Dan kini, Leonard masih saja terdiam dan enggan untuk menjawabnya. Sebab ia sedang merasa sangat malu saat ini. Karena memang untuk pertama kalinya ia merasakan hal itu kepada wanita. Andy yang mulai mengerti pun tak memaksakan untuk bertanya lebih jauh. Namun Andy mulai menebak siapa perempuan yang tengah Leonard bicarakan saat ini.
"Sepertinya saya tahu deh Pak siapa perempuan yang Bapak maksud kali ini," ucapan Andy sontak membuat Leonard terkesiap dan kini ia mulai menatap Andy.

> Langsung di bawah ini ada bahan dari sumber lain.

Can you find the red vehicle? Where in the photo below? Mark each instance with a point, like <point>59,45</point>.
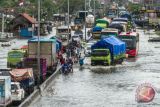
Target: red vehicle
<point>132,42</point>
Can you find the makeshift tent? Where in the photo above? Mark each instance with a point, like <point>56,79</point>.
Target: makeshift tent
<point>112,43</point>
<point>21,74</point>
<point>117,26</point>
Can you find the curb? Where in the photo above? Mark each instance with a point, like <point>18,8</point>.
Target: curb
<point>37,92</point>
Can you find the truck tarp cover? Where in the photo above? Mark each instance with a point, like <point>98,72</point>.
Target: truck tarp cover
<point>112,43</point>
<point>126,15</point>
<point>97,28</point>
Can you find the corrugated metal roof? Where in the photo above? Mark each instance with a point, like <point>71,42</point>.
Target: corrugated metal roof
<point>29,18</point>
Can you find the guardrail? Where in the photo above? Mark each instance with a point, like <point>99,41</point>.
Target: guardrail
<point>37,92</point>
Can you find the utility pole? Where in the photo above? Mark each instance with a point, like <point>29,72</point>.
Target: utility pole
<point>94,10</point>
<point>2,25</point>
<point>38,46</point>
<point>85,20</point>
<point>68,22</point>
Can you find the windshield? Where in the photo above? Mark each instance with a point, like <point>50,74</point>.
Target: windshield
<point>130,41</point>
<point>100,53</point>
<point>89,48</point>
<point>14,87</point>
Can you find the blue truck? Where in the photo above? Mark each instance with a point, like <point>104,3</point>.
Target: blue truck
<point>108,51</point>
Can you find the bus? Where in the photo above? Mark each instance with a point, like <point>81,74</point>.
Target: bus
<point>132,42</point>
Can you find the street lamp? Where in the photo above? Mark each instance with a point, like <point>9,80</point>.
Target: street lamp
<point>85,20</point>
<point>68,21</point>
<point>94,10</point>
<point>38,45</point>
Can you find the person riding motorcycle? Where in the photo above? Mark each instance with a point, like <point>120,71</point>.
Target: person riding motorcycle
<point>65,68</point>
<point>70,63</point>
<point>81,61</point>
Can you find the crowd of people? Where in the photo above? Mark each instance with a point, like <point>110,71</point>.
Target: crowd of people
<point>72,54</point>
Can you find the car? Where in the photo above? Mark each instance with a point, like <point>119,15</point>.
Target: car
<point>17,93</point>
<point>88,49</point>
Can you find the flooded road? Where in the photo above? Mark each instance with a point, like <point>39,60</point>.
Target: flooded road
<point>85,88</point>
<point>15,44</point>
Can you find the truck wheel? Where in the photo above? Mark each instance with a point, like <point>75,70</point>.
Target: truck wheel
<point>92,63</point>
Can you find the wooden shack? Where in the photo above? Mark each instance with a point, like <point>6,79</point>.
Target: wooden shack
<point>23,25</point>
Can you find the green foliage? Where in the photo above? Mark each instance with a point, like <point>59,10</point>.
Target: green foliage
<point>134,7</point>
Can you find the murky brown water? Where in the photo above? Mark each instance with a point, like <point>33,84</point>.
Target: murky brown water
<point>85,88</point>
<point>88,89</point>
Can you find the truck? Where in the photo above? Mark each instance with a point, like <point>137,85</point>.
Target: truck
<point>25,77</point>
<point>5,91</point>
<point>78,24</point>
<point>109,32</point>
<point>17,92</point>
<point>108,51</point>
<point>96,32</point>
<point>47,51</point>
<point>90,20</point>
<point>104,22</point>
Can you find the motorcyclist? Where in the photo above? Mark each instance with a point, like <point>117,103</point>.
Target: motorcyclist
<point>70,63</point>
<point>81,61</point>
<point>65,67</point>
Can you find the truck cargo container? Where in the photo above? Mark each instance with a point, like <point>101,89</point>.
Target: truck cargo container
<point>47,51</point>
<point>15,57</point>
<point>25,77</point>
<point>96,32</point>
<point>109,50</point>
<point>5,91</point>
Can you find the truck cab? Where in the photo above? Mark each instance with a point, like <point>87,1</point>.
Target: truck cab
<point>17,93</point>
<point>109,32</point>
<point>101,57</point>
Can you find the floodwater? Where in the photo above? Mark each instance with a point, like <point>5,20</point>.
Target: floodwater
<point>84,88</point>
<point>15,44</point>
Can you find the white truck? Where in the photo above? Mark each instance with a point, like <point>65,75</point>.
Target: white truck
<point>47,51</point>
<point>5,91</point>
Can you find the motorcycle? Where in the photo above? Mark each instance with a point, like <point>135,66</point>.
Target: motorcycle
<point>81,62</point>
<point>70,68</point>
<point>65,69</point>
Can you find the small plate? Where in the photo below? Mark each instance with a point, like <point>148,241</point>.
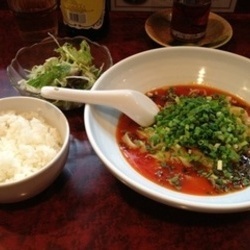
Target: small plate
<point>157,26</point>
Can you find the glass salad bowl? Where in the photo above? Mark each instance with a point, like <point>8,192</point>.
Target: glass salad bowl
<point>63,62</point>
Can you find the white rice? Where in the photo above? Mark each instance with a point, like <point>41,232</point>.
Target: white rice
<point>27,144</point>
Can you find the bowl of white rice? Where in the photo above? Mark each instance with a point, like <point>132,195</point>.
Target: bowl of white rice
<point>34,146</point>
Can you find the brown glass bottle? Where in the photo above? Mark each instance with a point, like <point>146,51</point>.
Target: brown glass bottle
<point>89,18</point>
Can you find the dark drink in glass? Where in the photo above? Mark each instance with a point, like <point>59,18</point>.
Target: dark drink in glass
<point>189,19</point>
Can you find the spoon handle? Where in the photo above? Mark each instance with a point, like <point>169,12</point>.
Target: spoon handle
<point>101,97</point>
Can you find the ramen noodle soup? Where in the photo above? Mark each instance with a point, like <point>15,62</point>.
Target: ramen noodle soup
<point>199,143</point>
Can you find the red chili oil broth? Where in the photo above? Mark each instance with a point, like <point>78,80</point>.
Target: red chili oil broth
<point>147,166</point>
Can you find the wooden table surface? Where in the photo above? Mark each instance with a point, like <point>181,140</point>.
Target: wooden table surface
<point>87,207</point>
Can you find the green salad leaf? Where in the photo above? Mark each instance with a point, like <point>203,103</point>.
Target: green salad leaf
<point>73,68</point>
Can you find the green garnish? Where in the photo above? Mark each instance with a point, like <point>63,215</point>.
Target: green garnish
<point>73,68</point>
<point>204,123</point>
<point>208,133</point>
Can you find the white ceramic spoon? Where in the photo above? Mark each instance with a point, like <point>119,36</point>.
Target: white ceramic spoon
<point>134,104</point>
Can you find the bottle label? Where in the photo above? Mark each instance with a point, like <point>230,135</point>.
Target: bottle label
<point>85,14</point>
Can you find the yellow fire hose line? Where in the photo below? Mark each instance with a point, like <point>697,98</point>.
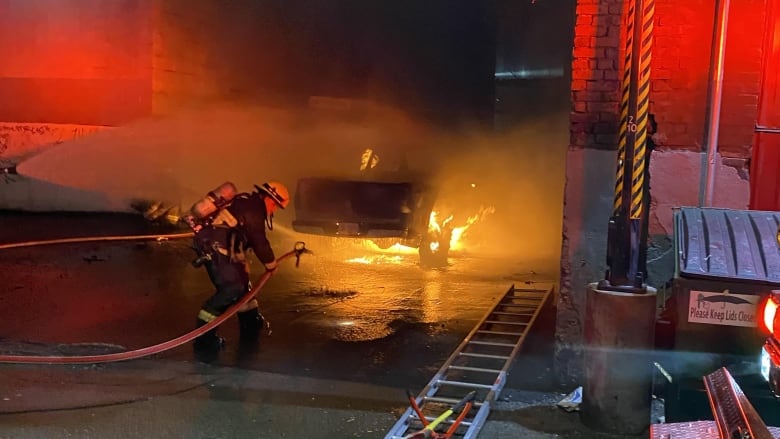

"Maksud kamu?" tanya Leonard dengan kedua alis yang saling bertautan.
"Apa benar perempuan yang Pak Leon maksudkan itu Mbak Lyora Pak?" Andy bertanya balik dengan hati-hati juga tersenyum manis padanya.
Uhuk..uhuk..uhuk..uhuk..
Pertanyaan Andy membuat Leonard yang tengah menyesap kopinya kini tersedak seketika.
"Aduh Pak Leon, tebakan saya salah ya Pak? Saya mohon maaf ya Pak," ucap Andy tak enak hati seraya memberikan segelas air mineral yang telah tersedia kepada Leonard.
Leonard tak menjawabnya dan dengan segera meminum dengan perlahan air mineral miliknya. Berusaha menenangkan diri juga bersikap biasa saja. Sebab ia merasa sedang begitu gugup saat ini.